Poco que ver. Lejos de cualquier mirada complaciente o ensimismada, esa voz que no se calla y cuenta, cuenta todo, es en efecto un artefacto de análisis, pero no de psicoanálisis o descubrimiento personal, sino de reflexión sobre las condiciones de vida, pensamiento y acción de un determinado grupo social. La literatura se convierte, así, en un espacio que permite pensar y reconstruir el funcionamiento de la conciencia como sistema socialmente determinado, a diferencia del discurso científico, que no puede mostrarlo sino a la luz de sus efectos ulteriores. En las escrituras del yo, el chiste es la construcción del escritor como personaje (y, por ende, su singularidad); en este minucioso ejercicio de socioanálisis, la escritora presta reflejos de su yo para desmenuzar en ellos, justamente, lo que tienen de menos personal.

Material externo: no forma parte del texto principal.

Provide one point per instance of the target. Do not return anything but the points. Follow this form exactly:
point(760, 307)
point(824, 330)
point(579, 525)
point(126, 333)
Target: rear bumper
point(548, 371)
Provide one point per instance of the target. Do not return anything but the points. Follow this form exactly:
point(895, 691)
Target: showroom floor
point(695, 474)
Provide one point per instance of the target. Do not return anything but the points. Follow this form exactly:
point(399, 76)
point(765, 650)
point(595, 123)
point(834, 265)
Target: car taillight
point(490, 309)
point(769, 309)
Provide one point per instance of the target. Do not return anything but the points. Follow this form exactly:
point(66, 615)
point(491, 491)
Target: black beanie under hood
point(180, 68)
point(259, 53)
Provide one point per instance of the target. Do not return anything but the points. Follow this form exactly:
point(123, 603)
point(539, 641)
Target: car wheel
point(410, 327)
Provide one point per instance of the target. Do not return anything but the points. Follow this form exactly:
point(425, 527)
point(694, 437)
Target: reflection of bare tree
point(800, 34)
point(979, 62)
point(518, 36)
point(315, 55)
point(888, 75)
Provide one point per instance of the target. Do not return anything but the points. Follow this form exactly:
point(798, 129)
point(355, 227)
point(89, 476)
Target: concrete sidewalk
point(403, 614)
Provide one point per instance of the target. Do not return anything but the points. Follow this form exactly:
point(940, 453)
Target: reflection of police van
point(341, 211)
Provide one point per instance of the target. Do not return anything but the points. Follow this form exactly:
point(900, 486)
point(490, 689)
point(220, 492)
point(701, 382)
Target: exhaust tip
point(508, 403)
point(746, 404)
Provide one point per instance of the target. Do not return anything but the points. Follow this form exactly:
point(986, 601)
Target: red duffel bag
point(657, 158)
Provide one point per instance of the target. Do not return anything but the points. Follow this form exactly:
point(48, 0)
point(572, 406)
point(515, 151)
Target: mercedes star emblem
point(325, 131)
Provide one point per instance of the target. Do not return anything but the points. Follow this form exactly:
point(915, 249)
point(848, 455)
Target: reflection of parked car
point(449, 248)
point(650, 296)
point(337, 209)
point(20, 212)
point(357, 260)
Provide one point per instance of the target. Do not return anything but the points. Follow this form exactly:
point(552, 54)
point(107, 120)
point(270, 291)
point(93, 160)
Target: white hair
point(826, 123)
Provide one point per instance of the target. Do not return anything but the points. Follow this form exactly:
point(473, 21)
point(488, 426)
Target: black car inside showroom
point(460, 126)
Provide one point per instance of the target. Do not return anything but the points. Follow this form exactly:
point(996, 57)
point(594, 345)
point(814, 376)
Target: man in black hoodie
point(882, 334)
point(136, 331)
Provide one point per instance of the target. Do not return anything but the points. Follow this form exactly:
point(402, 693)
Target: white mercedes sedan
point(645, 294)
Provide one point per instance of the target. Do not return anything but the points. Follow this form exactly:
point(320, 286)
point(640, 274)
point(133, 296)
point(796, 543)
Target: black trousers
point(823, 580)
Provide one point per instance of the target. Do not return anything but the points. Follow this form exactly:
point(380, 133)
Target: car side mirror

Es allí donde No tengo tiempo se vuelve demoledora. Mientras a principios del siglo XX la novela pensada como reconstrucción analítica burguesa del mundo demandaba un gran elenco capaz de constituir todas las distintas posiciones en él presentes, hoy bastan para ello tres simples polos –yo, objeto y otro/s–, de los cuales sólo el “yo” accede en rigor de verdad a la categoría de personaje. Testimonio de tierra arrasada, de universo vacío donde el único lazo posible (y sostenible) con el otro es el de la pura objetualidad, la novela lleva al lector a un lugar cada vez más incómodo en su propia contemplación de ese yo como espejo.